Show HN: Stop Claude Code from forgetting everything
How the tool works & intended use cases
- Skill connects Claude Code to an external MCP server that stores past conversations in a small DB (key/value + embeddings), organized by namespaces and “hypergraph” relationships.
- On each request it:
- Embeds the current query.
- Runs semantic + time-weighted search over prior sessions.
- Returns only the top-N relevant snippets into the prompt as additional context.
- Used mainly to:
- Resume long research/coding sessions across days.
- Ask “what was I trying to do here?”, “what research threads already exist?”, “where did reasoning drift?”.
- Let Claude reflect on and critique its own past reasoning.
Comparison to Claude’s built‑ins (CLAUDE.md, agents, skills, compaction)
- Several commenters say a good CLAUDE.md, AGENTS.md, per-project docs, and checkpoints/restore are enough; they see this as duplicating what agents + skills already solve.
- Others report:
- Compaction making the model feel “dumber” and losing important edge cases.
- CLAUDE.md often being ignored or only weakly applied.
- One thread explains a hierarchy:
- CLAUDE.md → broad global/project instructions.
- Agents → narrower, language/domain-specific instructions.
- Skills → single-purpose instructions + deterministic tools (ripgrep, dependency graph analyzers, image generators), to keep context tight.
Privacy, hosting, and vendor lock‑in
- Multiple commenters say sending proprietary or sensitive code to a third‑party alpha service is a non‑starter; they want purely local or self‑hosted storage.
- Concerns include compliance, data leakage, vendor disappearance/price hikes, and negotiating agreements for “every small AI tool”.
- Some argue that even if useful, such features will eventually be best implemented by the model vendors themselves.
Alternatives and lightweight strategies
- Many describe simpler approaches:
- Repo- or user-level CLAUDE.md and AGENTS.md.
- Markdown “plans”, tickets, implementation logs, and work summaries committed to git.
- Session JSONL parsing and local search (ripgrep, Tantivy, jq, custom CLIs).
- Other memory tools: beads, claude-mem, Double, rg_history, memory-lane, custom MCP memory servers.

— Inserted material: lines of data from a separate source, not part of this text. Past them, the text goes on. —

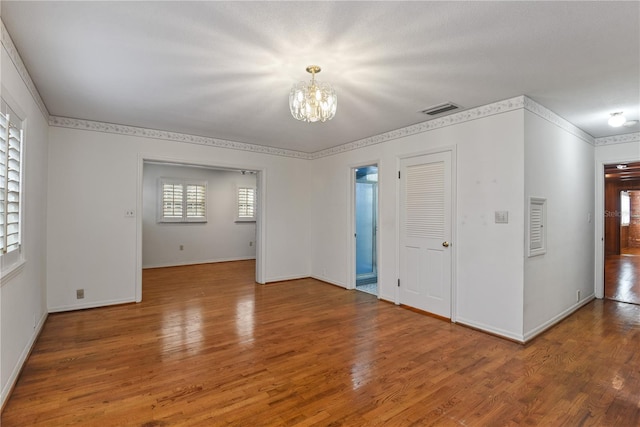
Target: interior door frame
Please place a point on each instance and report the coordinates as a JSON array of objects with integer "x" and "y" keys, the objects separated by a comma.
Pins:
[
  {"x": 351, "y": 220},
  {"x": 454, "y": 234},
  {"x": 599, "y": 220},
  {"x": 261, "y": 176}
]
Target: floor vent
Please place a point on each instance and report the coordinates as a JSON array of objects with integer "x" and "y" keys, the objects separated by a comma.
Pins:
[{"x": 440, "y": 108}]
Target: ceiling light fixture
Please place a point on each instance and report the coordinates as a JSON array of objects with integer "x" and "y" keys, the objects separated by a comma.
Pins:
[
  {"x": 314, "y": 101},
  {"x": 617, "y": 119}
]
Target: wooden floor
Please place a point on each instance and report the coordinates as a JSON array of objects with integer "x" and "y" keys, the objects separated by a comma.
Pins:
[
  {"x": 622, "y": 276},
  {"x": 209, "y": 347}
]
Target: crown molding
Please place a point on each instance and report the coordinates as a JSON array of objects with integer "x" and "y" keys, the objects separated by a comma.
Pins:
[
  {"x": 89, "y": 125},
  {"x": 543, "y": 112},
  {"x": 511, "y": 104},
  {"x": 22, "y": 69},
  {"x": 618, "y": 139}
]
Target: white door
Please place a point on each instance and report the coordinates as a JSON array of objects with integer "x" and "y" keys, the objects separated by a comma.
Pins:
[{"x": 425, "y": 233}]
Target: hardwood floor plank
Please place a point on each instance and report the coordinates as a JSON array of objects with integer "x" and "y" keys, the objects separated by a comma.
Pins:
[{"x": 207, "y": 346}]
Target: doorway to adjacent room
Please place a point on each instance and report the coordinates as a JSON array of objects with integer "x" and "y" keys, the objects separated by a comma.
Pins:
[{"x": 366, "y": 228}]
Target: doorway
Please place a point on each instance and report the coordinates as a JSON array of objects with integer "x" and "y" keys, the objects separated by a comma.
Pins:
[
  {"x": 257, "y": 239},
  {"x": 622, "y": 232},
  {"x": 366, "y": 228}
]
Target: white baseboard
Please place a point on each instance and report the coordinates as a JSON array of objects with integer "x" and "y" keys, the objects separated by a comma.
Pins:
[
  {"x": 15, "y": 373},
  {"x": 490, "y": 329},
  {"x": 209, "y": 261},
  {"x": 284, "y": 278},
  {"x": 549, "y": 323},
  {"x": 333, "y": 282},
  {"x": 93, "y": 304}
]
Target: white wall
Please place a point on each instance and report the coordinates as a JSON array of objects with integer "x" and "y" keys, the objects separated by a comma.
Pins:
[
  {"x": 93, "y": 180},
  {"x": 489, "y": 257},
  {"x": 610, "y": 152},
  {"x": 23, "y": 297},
  {"x": 558, "y": 167},
  {"x": 221, "y": 238}
]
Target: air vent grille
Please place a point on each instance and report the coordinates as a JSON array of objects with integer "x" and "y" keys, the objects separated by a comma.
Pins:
[{"x": 440, "y": 108}]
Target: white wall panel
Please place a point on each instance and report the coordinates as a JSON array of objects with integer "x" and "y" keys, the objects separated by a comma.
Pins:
[
  {"x": 23, "y": 297},
  {"x": 93, "y": 181},
  {"x": 558, "y": 168}
]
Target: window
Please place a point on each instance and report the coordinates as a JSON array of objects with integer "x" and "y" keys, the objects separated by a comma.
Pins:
[
  {"x": 625, "y": 208},
  {"x": 182, "y": 201},
  {"x": 246, "y": 204},
  {"x": 10, "y": 182}
]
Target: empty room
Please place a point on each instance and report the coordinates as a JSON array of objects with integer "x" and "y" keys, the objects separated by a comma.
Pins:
[{"x": 325, "y": 213}]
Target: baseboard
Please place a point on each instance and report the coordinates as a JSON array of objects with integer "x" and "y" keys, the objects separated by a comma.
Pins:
[
  {"x": 490, "y": 330},
  {"x": 15, "y": 373},
  {"x": 93, "y": 304},
  {"x": 528, "y": 336},
  {"x": 329, "y": 281},
  {"x": 285, "y": 278},
  {"x": 210, "y": 261}
]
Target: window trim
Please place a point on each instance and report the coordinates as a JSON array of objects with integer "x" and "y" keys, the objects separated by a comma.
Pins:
[
  {"x": 12, "y": 262},
  {"x": 240, "y": 218},
  {"x": 185, "y": 218}
]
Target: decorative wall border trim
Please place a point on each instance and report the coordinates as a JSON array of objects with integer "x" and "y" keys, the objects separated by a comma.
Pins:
[
  {"x": 618, "y": 139},
  {"x": 537, "y": 109},
  {"x": 453, "y": 119},
  {"x": 516, "y": 103},
  {"x": 89, "y": 125},
  {"x": 17, "y": 61},
  {"x": 499, "y": 107}
]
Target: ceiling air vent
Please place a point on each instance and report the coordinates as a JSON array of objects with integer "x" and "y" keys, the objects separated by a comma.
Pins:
[{"x": 440, "y": 108}]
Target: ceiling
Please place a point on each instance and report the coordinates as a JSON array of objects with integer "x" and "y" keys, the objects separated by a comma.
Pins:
[{"x": 224, "y": 69}]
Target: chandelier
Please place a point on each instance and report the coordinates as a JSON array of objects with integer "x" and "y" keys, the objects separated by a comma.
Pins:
[{"x": 313, "y": 101}]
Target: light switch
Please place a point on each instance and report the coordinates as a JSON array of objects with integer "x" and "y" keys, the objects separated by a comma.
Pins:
[{"x": 502, "y": 217}]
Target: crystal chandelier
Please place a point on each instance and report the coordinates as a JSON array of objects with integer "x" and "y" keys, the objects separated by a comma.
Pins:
[{"x": 313, "y": 101}]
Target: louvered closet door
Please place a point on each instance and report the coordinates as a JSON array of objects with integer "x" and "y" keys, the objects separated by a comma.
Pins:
[{"x": 425, "y": 233}]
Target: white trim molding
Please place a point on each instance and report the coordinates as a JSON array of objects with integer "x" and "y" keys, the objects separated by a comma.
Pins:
[
  {"x": 22, "y": 69},
  {"x": 512, "y": 104},
  {"x": 618, "y": 139},
  {"x": 67, "y": 122}
]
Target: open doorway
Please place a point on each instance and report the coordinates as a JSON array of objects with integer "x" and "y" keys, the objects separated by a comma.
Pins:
[
  {"x": 622, "y": 232},
  {"x": 366, "y": 226},
  {"x": 231, "y": 229}
]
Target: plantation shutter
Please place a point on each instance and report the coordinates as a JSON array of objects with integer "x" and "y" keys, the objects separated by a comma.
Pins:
[
  {"x": 10, "y": 177},
  {"x": 195, "y": 201},
  {"x": 171, "y": 200},
  {"x": 182, "y": 201}
]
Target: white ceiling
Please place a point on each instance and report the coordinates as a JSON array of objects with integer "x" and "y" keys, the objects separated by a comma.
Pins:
[{"x": 224, "y": 69}]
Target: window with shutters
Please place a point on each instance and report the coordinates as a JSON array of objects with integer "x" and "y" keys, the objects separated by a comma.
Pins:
[
  {"x": 182, "y": 201},
  {"x": 11, "y": 148},
  {"x": 246, "y": 204},
  {"x": 537, "y": 237}
]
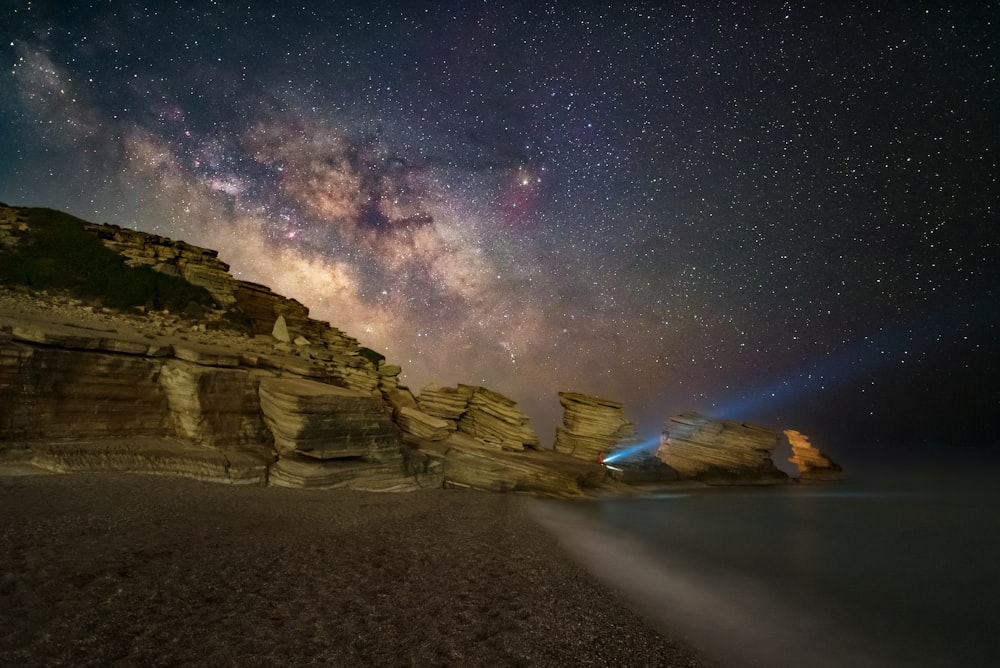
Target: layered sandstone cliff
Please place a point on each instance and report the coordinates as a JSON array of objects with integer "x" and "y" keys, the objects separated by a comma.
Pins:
[
  {"x": 704, "y": 448},
  {"x": 249, "y": 389}
]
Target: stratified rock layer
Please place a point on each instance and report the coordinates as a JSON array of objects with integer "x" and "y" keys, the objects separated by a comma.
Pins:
[
  {"x": 813, "y": 463},
  {"x": 592, "y": 427},
  {"x": 699, "y": 447}
]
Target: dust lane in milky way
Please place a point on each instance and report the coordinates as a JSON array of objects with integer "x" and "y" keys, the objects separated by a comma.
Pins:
[{"x": 783, "y": 214}]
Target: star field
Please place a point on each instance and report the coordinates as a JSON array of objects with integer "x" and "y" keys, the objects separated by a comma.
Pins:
[{"x": 781, "y": 213}]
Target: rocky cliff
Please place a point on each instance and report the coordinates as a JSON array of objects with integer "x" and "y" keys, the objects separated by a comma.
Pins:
[
  {"x": 591, "y": 427},
  {"x": 813, "y": 464},
  {"x": 247, "y": 389},
  {"x": 704, "y": 448},
  {"x": 196, "y": 373}
]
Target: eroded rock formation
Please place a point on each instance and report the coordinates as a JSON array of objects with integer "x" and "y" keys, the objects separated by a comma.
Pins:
[
  {"x": 703, "y": 448},
  {"x": 813, "y": 463},
  {"x": 251, "y": 390},
  {"x": 592, "y": 427}
]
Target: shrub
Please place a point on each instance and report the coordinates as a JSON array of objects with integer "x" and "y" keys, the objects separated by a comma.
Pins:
[{"x": 59, "y": 253}]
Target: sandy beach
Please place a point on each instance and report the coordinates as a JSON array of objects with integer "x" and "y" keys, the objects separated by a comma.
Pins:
[{"x": 119, "y": 569}]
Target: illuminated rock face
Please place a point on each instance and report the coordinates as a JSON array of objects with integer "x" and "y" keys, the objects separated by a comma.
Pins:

- Some find using less context, frequent fresh sessions, and strong planning/linting/tests more effective than elaborate memory layers.
Skepticism about memory abstractions & impact
- Repeated sentiment: there are already “countless” memory/context tools; few show benchmarks or clear productivity gains over simple docs.
- Doubts that external memory can reliably handle:
- Drift, stale state, or subtle errors accumulating over time.
- Multi-agent coordination without adding new failure modes.
- The project’s authors emphasize their focus on portability and shared state across tools/agents rather than “infinite context,” but some commenters remain unconvinced that semantic/temporal search alone solves the coordination problems they describe.